Olneck, Michael R.; Bills, David B.
Research on the effects of birth order on cognitive ability often fails to control relevant variables related to family background and does not usually investigate the effects of birth order among members of the same family. Consequently, apparently significant birth order effects may in fact be spurious. This study uses a sample of brothers (Kalamazoo Brothers Sample) to investigate the effects of birth order within families on: sixth grade test scores, educational attainment, adult occupational status, and earnings. Despite a detailed search for both linear and nonlinear effects of birth order, the analyses suggest few statistically significant, large, or consistent effects. Allowing the effects of birth order to vary by age-spacing does not alter this finding. Unlike the effects of birth order, the effects of family size are significant. The effects of increased family size diminish as family size grows larger. The nonlinear effects of family size are reduced appreciably when other measures of socioeconomic status are controlled.
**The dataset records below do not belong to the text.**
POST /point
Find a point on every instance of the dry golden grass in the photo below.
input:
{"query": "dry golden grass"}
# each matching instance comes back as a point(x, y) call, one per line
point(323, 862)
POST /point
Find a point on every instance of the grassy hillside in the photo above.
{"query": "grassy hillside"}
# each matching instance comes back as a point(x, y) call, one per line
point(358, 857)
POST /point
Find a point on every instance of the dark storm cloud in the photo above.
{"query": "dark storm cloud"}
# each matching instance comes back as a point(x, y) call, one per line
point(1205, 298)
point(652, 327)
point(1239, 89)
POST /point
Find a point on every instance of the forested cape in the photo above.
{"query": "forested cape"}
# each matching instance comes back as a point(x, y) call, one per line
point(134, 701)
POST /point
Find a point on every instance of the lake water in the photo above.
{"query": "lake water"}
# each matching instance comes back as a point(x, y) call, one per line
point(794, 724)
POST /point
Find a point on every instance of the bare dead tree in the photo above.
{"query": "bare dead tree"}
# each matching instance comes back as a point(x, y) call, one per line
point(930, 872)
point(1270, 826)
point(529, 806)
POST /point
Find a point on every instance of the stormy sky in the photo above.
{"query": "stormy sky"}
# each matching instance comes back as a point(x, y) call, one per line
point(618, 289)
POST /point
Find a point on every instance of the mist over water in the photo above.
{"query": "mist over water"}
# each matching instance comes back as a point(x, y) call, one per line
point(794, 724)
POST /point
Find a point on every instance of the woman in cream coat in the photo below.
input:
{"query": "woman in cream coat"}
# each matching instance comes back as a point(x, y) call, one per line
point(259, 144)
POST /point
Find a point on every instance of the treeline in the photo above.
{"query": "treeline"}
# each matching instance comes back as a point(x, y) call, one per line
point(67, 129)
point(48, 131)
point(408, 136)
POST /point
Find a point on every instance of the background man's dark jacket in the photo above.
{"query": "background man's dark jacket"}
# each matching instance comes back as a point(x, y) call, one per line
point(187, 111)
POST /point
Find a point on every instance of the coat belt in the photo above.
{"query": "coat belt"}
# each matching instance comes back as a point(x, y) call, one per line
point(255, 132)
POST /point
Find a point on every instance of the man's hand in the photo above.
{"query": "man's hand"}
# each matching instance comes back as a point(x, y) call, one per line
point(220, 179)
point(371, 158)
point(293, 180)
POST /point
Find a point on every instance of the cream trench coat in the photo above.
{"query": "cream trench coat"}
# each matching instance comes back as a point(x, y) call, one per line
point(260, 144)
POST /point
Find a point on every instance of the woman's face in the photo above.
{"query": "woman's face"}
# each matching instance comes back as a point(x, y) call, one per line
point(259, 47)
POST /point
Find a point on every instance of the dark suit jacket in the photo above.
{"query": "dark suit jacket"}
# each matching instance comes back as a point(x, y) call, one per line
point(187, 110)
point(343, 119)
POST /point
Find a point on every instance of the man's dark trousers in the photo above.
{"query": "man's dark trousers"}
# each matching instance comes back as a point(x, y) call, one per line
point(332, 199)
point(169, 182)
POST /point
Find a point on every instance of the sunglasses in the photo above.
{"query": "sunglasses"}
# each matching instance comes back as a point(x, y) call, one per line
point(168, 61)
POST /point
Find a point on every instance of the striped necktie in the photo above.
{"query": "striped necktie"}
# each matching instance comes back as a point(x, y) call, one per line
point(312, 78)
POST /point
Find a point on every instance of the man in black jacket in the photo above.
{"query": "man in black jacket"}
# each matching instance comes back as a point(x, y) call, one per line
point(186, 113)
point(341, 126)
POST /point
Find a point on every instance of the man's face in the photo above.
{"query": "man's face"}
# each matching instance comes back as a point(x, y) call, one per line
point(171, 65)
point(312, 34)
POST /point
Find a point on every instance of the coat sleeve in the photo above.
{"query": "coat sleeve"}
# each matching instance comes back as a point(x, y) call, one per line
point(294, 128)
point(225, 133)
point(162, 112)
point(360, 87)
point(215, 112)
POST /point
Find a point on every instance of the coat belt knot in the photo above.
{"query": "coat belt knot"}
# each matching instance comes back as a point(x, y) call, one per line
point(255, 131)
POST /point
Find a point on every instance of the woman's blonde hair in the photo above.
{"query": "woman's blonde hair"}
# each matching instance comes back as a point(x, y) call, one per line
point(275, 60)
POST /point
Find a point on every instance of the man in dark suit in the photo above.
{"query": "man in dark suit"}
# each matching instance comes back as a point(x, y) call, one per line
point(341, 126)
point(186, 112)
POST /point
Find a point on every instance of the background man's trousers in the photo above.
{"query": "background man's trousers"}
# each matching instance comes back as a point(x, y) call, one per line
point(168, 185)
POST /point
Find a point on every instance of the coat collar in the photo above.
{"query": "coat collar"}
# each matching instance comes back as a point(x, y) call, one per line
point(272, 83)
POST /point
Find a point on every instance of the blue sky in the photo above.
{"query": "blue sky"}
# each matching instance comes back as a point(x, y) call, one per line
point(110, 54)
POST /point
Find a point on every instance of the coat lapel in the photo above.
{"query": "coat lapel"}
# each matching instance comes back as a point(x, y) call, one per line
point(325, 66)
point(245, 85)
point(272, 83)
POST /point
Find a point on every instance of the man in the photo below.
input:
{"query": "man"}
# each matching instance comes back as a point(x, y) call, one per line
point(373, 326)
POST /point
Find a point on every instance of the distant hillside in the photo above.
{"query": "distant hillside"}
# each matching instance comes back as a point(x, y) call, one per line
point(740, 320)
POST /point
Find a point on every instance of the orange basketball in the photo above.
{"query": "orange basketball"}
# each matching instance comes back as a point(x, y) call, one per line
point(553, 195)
The effects of family size on educational attainment once socioeconomic background and test scores are controlled are small but significant. The results suggest that the most important independent consequence of larger families for the attainment process is lowered cognitive skill. This apparent effect may, however, itself be spurious. (Author/AM)
Publication Type: Reports - Research
Education Level: N/A
Authoring Institution: Wisconsin Univ., Madison. Inst. for Research on Poverty.